By Sridhar Krishnaswami

Washington May 30. The United States President, George Bush, today said the Pakistan President, Pervez Musharraf "must stop incursions across the Line of Control" and announced that he was sending his Defence Secretary, Donald Rumsfeld, to the Indian sub continent early next week.

Next week, the Deputy Secretary of State, Richard Armitage, will be travelling to India and Pakistan. The White House has said there will be no change in this part of the plan; and that the objective of both the Armitage and Rumsfeld missions is to reduce tensions in South Asia.

"...we're part of an international coalition applying pressure to both parties, particularly to President Musharraf.

He must stop the incursions across the Line of Control; he must do so. He said he would do so. We and others are making it clear to him that he must live up to his word,'' Mr. Bush said during a photo opportunity at a Cabinet Meeting at the White House.

He made it clear that it was impressed upon both India and Pakistan that war was not in their interests.

Asked if there were plans to evacuate American civilians and troops from India and Pakistan, he said, "...both Secretaries are analysing what it would take to protect American lives, if need be.
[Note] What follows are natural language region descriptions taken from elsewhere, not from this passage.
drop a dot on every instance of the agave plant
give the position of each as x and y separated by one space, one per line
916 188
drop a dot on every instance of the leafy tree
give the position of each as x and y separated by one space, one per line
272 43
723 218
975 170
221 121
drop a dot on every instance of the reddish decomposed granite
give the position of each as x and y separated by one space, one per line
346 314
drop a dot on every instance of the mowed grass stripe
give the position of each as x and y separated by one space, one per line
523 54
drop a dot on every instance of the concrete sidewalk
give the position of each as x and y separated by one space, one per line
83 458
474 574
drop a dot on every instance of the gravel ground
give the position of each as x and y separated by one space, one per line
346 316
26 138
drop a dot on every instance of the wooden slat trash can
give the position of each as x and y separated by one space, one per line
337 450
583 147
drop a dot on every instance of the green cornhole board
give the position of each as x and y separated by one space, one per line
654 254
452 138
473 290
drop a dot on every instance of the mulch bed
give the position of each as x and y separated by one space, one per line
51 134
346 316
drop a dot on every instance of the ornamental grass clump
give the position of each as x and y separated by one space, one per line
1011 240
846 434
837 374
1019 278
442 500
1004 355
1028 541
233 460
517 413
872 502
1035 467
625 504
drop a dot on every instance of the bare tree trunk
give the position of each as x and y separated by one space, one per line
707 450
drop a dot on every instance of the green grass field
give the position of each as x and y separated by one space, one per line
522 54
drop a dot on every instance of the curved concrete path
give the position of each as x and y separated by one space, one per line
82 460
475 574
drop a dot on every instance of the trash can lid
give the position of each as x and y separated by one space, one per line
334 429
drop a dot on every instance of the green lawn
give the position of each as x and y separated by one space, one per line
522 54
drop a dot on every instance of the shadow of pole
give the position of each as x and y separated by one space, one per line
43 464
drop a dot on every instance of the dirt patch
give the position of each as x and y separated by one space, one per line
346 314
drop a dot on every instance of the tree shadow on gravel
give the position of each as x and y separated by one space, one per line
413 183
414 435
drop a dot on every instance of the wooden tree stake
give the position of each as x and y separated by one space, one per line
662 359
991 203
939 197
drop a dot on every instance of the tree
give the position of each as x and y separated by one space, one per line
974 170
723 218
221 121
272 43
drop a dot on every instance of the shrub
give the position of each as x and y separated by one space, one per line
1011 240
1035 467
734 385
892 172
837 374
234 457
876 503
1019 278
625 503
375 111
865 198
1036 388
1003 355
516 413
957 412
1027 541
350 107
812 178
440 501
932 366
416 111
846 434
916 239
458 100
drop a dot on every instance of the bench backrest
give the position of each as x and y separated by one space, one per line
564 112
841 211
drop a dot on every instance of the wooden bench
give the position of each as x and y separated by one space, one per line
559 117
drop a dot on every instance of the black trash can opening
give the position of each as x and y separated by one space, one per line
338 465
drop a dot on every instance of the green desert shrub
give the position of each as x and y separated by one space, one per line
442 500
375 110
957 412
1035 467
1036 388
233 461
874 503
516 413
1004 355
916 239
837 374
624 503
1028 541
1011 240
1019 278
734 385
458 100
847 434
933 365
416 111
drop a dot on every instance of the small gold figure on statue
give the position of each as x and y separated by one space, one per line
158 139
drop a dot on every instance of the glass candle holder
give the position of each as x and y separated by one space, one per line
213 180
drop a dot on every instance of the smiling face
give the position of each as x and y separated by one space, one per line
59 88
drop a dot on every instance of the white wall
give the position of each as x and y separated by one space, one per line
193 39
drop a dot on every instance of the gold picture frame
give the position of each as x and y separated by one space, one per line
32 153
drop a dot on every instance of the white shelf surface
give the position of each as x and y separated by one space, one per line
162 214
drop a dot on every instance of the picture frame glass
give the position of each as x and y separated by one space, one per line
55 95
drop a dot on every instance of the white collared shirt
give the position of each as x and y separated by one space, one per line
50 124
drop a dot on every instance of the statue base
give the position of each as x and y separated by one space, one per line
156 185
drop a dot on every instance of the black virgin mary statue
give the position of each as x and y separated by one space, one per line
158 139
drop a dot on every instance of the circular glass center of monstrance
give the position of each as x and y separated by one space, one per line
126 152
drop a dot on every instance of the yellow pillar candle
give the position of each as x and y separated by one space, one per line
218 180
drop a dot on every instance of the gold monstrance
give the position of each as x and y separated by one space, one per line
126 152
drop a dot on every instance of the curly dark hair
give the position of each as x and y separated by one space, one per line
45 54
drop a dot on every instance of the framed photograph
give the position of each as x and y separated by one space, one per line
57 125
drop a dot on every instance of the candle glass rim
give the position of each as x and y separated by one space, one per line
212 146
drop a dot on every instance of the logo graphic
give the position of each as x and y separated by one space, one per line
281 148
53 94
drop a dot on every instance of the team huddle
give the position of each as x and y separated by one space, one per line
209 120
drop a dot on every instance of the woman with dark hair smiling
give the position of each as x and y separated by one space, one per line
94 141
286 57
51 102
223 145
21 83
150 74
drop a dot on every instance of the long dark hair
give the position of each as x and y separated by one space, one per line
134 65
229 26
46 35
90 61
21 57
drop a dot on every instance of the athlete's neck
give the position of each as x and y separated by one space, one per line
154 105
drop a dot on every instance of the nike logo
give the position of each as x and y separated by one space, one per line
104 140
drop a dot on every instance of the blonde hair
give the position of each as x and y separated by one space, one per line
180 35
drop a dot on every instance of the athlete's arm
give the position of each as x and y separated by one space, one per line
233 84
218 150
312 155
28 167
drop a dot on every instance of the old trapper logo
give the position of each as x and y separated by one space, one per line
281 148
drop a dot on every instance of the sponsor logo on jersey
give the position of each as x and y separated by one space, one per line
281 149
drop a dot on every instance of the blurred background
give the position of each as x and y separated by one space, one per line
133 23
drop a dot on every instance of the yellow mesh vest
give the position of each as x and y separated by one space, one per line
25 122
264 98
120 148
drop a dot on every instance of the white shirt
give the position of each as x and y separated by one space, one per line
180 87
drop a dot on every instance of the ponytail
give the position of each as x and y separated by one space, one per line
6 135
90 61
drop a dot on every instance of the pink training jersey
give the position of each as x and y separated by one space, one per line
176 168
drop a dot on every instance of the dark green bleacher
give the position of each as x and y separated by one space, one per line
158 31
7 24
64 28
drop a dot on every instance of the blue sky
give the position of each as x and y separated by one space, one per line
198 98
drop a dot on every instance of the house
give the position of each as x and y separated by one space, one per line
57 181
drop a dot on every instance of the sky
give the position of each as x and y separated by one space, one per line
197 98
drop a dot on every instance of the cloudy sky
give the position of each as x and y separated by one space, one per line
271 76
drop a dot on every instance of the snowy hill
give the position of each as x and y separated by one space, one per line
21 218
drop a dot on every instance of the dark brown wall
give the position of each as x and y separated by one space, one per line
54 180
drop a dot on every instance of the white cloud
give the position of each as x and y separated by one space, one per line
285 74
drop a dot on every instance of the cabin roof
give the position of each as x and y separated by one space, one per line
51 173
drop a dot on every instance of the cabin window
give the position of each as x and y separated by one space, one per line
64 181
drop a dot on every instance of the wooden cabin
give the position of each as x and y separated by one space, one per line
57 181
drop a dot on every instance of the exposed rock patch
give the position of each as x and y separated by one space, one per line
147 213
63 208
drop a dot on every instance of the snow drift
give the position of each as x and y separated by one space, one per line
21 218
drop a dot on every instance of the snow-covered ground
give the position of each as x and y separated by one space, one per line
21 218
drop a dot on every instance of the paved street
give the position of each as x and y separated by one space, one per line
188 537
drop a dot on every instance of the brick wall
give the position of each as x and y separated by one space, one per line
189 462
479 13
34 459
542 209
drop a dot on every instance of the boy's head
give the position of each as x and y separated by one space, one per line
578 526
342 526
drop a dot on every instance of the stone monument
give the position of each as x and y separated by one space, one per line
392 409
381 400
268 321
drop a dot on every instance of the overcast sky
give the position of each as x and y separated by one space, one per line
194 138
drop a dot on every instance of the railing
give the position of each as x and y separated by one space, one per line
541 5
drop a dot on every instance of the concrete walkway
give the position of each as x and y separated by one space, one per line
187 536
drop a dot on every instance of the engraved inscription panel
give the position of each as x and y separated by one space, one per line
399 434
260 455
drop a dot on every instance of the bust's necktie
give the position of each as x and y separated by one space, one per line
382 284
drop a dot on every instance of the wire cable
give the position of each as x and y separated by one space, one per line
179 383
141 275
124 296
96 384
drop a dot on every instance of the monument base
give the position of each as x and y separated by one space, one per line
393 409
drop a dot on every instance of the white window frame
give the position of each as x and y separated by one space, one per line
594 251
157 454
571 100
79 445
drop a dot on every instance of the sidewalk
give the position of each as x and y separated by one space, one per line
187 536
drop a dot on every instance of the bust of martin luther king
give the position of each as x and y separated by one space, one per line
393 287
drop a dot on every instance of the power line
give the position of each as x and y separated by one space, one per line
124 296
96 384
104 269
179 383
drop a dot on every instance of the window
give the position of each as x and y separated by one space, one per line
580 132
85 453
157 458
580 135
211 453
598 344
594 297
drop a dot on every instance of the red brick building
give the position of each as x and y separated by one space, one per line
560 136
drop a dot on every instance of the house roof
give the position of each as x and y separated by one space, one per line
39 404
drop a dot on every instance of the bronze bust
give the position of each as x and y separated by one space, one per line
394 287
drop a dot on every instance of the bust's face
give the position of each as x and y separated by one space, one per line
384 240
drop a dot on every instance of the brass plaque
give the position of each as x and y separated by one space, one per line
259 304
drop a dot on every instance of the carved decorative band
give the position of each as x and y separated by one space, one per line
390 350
Secondly, we are making it very clear to both Pakistan and India that war will not serve their interests.''

Mr. Bush said the Al-Qaeda should not have derive any benefit from a conflict between India and Pakistan. "...they (Al-Qaeda) shouldn't think they're going to gain any advantage as a result of any conflict that may be — or talk of conflict between India and Pakistan — because we're still going to hunt them down. This is a long war.''

The Pentagon is convinced that the impact of the rising India-Pakistan tensions is already being felt as far as the hunt for the Al-Qaeda and top lieutanents of Osama bin Laden. The Defence Department is worried that Pakistan has shifted much of its troop concentration from its border with Afghanistan to the Kashmir areas. At the same time, there is the compelling argument here that much of the Al-Qaeda remnants, including perhaps Osama bin Laden, are in Pakistan.

The USA Today is reporting that a U.S. government team is in India to plan for the possible evacuation of troops and citizens from both India and Pakistan. There are an estimated 1000 U.S. forces in three bases in Pakistan and another 100 Commandos currently in a Joint Training Exercise with Indian forces in Agra. The report quotes a Pentagon official "close to war planners'' as saying that the presence of American troops in Pakistan and India might be deterring the rivals from launching a war.

Officials of the State Department and the U.S. Pacific Command have started drawing up evacuation plans for between 50,000 to 60,000 American citizens — virtually all of them from India. An airlift of this magnitude "would dwarf the evacuation of Americans from Vietnam,'' the paper quotes a military official familiar with airlift capabilities as saying.